The big thing we’re doing now is selling lambs to youngsters to show at county fairs. We sell them mainly in the Shenandoah Valley, but all over the state somewhat, and some into Ohio and once in a while, Indiana. We also sell some breeding sheep.
We start 18,000 birds in each house, which means we start 36,000 at a time.
With the turkeys, we contract with Cargill. We start 18,000 birds in each house, which means we start 36,000 at a time. Maybe I shouldn’t say this, but the amount we gross is deceptive sometimes. This sounds unreal, but last year we grossed around $150,000 That sounds like a lot of money, but then I had to pay my bills. I had to pay $30,000 or $40,000 for fuel. I had to pay $15,000 or so in electric bills. I see a lot of money and when I get my check from Cargill, it looks pretty nice. But then when I finish paying my bills it doesn’t look so hot.
Turkeys are a more steady income, generally. For sheep, in the top end of the business where I am, it depends just how good they are. We have a ram here that we paid $10,000 for, but his offspring are worth a fair amount more than average sheep. Basically this has to do with differences in lambs, little things that most people can’t even notice.
There’s probably not a normal day on the farm for me now. It depends a lot on my health. Sometimes I don’t even get out until 9 o’clock, but I can do that because of the guy who works for me. His typical day starts about 6 or 6:30 in the morning. He’ll go check the turkeys, and then do the chores with the sheep. After lunch, he goes back through the turkeys to check that everything’s fine and that the birds are OK.
When he finishes that, he’s back out doing whatever. This time of year, we’re cutting firewood because we heat a fair amount with wood. In the wintertime, we start feeding the sheep again around 4 o’clock in the afternoon. Chores right now aren’t too terribly much. This is one of the times of year where the sheep require the least attention. But we’re also working our tails off now cleaning out the barn in preparation when the lambs start coming.
I wouldn’t trade this life for anything. More than anything else, my daughters grew up learning some responsibility. I give my wife a lot of credit for that. When my daughters sold lambs at the fair, my wife always gave them their money. Most parents say they put it away for college, but we gave ’em their check. Then they had to pay for their own clothes and everything during the year. One daughter was always real tight and didn’t have any problems, but the other one kept running out of money. They really learned responsibility. They knew my wife wasn’t going to give them any extra. When they ran out, they ran out until they sold another lamb or whatever.
With the turkeys, things are a lot different from what it was 50, 75 years ago. You’ve got to have an operation this size to survive.
Nowadays things are different from what they used to be.

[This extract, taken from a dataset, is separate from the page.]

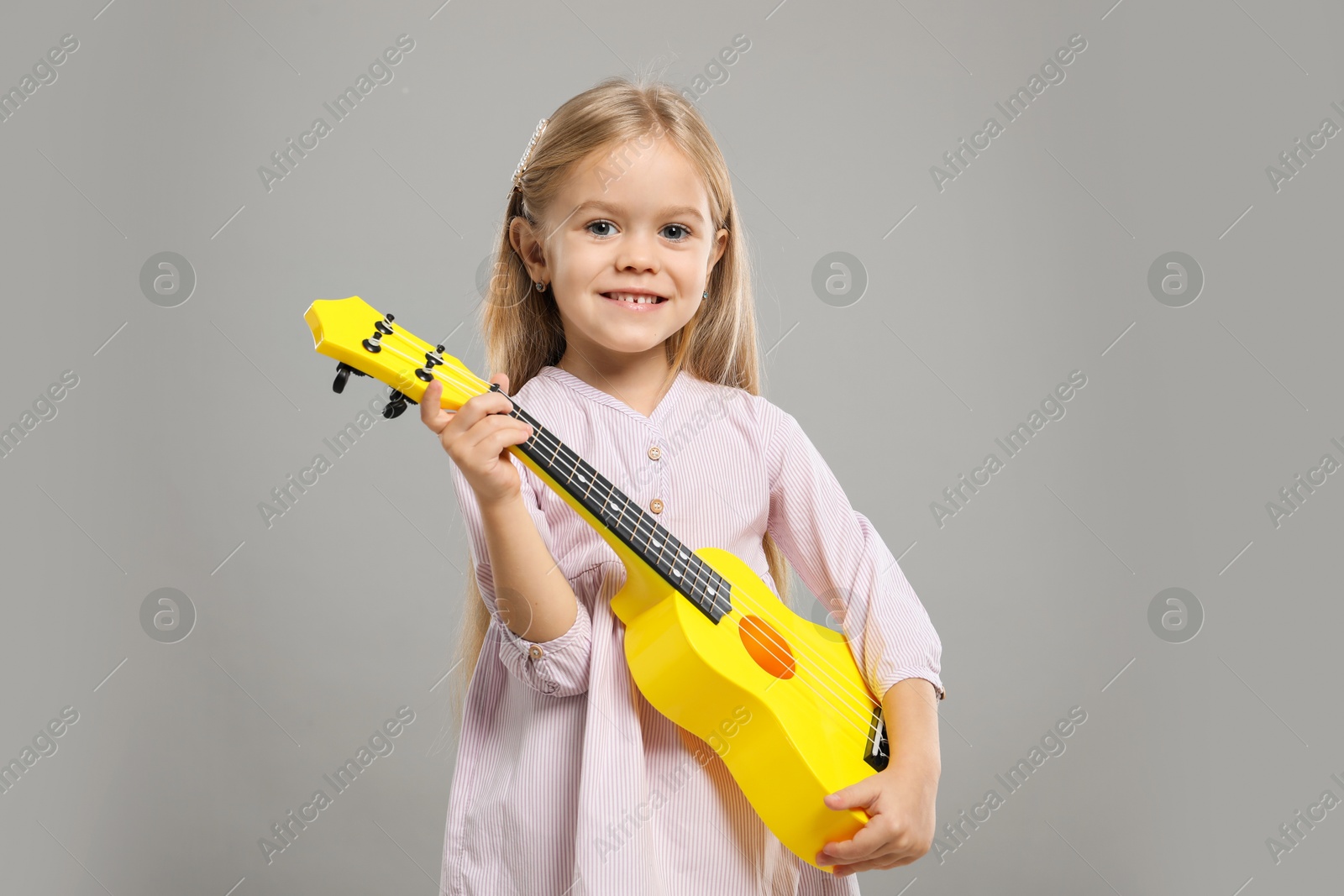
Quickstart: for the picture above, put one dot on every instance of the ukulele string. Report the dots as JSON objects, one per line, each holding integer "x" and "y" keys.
{"x": 847, "y": 694}
{"x": 867, "y": 703}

Unless you have a pretty good-sized operation, you can’t generate enough income to buy the real estate and build the buildings you need to farm and make a living. You can’t do it. That’s really the reason why I’ve done what I’ve done with the sheep. I’ve spent a lot of money on my sheep, because to survive, you have to have value-added products. And with the turkeys, things are a lot different from what it was 50, 75 years ago. You’ve got to have an operation this size to survive.
Sometimes folks come out here and build a house right next to a turkey house or whatever and start complaining because it smells. But they still want to eat. Somewhere along the line, people have to tolerate a little bit of something. If they want food as cheaply as we give it to them, then they’re going to have to learn to accept and tolerate a few things.
This isn’t only my business. I’ve made it my life. It’s everything. Anybody who knows anything about sheep in the state of Virginia will know my name. My work and my hobbies were tied around my sheep.